The only safe way to do shared state between threads in CPython is locks/mutexes/message passing/etc. Even things like a simple addition to an integer are absolutely not made thread safe by the GIL.
To say concurrency is broken in Python because of the GIL seems to be reiterated adage without actual wisdom behind it.[1]
Are you writing an IO-bound task? Then asyncio[2] (even if just viewed as an interface: e.g., you can make it even more performant by using uvloop[3]) is a great way to achieve performant concurrency. As Raymond Hettinger likes to point out, even if you throw away the GIL, you will have to implement locks on shared resources (unless you're writing embarrassingly parallel codes--in which case either you can invoke them separately or use the multiprocessing module to great effect, or see how I do it easily below), and by the time you get all the locks implemented in your GIL-less world (locks which are error-prone), you've given up the performance you thought you'd get due to throwing away the GIL.

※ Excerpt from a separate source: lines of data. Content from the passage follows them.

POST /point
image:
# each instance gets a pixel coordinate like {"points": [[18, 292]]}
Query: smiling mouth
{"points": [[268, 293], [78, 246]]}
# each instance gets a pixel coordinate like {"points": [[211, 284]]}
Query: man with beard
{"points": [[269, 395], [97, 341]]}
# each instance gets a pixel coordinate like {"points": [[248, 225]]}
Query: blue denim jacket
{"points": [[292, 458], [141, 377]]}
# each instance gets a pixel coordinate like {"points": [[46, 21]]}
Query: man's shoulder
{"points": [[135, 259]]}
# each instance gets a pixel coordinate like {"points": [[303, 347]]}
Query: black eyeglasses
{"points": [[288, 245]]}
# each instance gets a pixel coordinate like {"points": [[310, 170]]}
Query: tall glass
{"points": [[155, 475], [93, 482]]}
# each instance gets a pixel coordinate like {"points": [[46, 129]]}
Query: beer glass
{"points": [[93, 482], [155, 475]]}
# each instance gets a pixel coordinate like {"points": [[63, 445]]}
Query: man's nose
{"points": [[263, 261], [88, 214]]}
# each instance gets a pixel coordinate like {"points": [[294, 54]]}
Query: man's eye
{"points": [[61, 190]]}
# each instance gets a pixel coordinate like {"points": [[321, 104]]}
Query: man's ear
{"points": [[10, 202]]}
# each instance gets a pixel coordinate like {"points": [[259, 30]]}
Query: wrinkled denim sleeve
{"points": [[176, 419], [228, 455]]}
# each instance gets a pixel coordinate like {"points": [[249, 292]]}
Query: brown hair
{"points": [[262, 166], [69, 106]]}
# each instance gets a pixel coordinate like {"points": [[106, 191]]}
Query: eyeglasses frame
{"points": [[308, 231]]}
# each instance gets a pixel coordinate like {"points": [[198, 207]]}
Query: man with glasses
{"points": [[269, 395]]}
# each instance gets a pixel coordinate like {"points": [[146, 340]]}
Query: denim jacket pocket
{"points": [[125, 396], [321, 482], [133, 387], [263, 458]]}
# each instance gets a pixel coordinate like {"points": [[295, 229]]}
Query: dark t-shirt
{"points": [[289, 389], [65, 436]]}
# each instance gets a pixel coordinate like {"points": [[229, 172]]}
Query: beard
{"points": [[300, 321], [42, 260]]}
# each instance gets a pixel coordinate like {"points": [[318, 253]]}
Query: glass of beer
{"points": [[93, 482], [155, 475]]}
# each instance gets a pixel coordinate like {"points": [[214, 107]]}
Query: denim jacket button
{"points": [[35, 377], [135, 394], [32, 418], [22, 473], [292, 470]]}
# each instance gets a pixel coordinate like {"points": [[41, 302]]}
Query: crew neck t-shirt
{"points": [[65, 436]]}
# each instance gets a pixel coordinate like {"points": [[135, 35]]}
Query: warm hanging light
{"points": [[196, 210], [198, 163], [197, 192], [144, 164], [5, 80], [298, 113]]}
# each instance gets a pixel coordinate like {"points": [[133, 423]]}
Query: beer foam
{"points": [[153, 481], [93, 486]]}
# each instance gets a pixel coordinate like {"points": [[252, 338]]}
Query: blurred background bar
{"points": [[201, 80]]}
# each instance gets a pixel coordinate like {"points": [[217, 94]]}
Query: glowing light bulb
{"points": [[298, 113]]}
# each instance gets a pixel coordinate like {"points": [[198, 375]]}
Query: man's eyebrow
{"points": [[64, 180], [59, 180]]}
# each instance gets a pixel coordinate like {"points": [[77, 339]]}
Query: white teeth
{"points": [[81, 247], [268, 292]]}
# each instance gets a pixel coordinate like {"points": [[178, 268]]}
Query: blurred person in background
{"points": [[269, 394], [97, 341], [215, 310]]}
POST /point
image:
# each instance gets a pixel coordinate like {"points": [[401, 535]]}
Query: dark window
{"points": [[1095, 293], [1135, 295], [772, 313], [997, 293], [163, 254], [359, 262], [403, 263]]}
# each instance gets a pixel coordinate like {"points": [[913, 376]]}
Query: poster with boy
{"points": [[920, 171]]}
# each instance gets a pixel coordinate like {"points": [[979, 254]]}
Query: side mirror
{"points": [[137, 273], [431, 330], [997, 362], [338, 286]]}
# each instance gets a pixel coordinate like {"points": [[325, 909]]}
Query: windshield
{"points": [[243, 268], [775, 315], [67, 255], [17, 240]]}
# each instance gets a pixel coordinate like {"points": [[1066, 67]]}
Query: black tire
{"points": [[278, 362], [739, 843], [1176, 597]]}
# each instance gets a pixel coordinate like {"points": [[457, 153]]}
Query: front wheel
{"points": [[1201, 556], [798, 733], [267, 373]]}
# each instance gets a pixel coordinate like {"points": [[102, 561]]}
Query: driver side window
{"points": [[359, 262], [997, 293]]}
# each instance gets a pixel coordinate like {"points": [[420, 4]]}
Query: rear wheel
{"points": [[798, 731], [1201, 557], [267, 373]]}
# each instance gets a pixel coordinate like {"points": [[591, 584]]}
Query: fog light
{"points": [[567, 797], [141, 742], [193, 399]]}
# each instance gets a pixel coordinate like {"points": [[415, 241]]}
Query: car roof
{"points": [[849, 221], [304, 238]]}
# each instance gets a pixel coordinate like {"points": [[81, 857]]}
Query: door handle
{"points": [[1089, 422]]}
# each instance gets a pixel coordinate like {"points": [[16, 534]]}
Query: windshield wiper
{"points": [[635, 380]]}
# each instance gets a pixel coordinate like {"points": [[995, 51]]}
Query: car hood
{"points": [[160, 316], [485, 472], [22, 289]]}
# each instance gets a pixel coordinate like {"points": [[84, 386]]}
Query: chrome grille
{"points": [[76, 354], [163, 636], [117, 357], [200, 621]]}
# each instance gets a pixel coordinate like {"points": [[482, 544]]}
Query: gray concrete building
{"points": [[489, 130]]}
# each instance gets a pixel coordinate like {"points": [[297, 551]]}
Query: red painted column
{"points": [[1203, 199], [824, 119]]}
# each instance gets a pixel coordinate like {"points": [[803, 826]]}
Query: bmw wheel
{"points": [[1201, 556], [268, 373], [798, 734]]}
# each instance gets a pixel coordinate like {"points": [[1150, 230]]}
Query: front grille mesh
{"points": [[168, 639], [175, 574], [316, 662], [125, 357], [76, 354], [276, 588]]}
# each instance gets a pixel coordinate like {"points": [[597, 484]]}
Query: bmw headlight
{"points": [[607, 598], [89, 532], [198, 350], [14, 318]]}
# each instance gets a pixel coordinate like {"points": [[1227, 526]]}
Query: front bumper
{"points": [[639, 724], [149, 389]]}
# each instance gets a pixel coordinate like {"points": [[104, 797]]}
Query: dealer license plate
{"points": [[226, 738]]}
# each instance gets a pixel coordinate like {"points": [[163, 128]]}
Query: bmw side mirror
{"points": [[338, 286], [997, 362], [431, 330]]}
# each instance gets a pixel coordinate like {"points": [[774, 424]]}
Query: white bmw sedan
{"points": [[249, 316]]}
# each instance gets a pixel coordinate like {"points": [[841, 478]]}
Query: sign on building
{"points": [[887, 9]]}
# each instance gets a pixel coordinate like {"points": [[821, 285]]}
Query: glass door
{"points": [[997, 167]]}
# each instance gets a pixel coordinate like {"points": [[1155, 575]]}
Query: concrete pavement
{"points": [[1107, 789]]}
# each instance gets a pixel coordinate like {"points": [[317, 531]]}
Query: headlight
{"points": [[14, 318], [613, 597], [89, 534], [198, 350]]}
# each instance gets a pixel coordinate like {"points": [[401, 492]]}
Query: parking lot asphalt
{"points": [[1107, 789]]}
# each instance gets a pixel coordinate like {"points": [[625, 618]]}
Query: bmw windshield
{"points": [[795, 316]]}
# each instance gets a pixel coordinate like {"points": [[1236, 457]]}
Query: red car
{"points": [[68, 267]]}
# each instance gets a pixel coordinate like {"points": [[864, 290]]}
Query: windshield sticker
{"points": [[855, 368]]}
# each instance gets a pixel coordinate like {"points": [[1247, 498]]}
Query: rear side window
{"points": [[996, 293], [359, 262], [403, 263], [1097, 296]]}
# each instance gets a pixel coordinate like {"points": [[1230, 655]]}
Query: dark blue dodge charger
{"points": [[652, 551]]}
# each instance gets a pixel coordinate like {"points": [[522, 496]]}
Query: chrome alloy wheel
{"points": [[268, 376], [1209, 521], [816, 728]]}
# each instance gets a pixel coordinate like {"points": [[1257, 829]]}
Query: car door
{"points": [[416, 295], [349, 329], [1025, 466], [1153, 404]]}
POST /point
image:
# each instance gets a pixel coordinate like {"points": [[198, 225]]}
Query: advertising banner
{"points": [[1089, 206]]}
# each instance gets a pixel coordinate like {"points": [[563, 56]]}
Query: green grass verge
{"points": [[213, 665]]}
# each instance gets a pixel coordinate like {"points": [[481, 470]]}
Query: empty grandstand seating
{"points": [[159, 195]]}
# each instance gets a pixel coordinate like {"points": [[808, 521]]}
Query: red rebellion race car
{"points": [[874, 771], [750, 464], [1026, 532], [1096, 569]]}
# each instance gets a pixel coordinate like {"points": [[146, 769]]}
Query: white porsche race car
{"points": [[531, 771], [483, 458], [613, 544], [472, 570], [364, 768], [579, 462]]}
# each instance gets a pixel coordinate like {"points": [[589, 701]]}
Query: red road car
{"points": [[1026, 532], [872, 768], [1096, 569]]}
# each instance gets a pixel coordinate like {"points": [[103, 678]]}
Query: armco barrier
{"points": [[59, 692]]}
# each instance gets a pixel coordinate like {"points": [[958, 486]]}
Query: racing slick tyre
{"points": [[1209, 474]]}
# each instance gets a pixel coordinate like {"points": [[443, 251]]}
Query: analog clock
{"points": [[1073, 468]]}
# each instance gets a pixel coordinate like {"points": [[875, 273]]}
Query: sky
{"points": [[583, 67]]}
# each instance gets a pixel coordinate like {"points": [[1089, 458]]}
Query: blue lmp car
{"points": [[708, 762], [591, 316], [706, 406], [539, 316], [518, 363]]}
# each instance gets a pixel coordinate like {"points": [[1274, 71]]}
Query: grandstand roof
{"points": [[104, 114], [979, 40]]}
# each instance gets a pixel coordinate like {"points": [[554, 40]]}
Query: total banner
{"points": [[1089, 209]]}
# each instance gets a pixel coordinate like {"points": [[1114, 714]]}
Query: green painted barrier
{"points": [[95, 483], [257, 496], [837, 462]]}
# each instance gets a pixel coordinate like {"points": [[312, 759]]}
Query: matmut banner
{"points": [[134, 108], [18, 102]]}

Are you writing a CPU-bound task? I've only encountered this in scientific computing, as I'm a scientist, and for this (as another commenter mentions) I either use numpy[4] (strictly within a numpy call, the GIL is not held) or numba[5] (by default the entirety of your numba-fied functions do not hold the GIL). Therefore, I can either use Python threads or asyncio or Numba's built-in parallelism[6,7] (summary: some numpy routines for working with arrays of values are auto-parallized if called within a numba-fied function, and you can explicitly parallelize your own loops via `for i in numba.prange(N):`; in any case, then decorate the function with `@numba.njit(parallel=True)`) to run these numerical routines in parallel. I easily get 100% of all my CPU's threads doing work this way.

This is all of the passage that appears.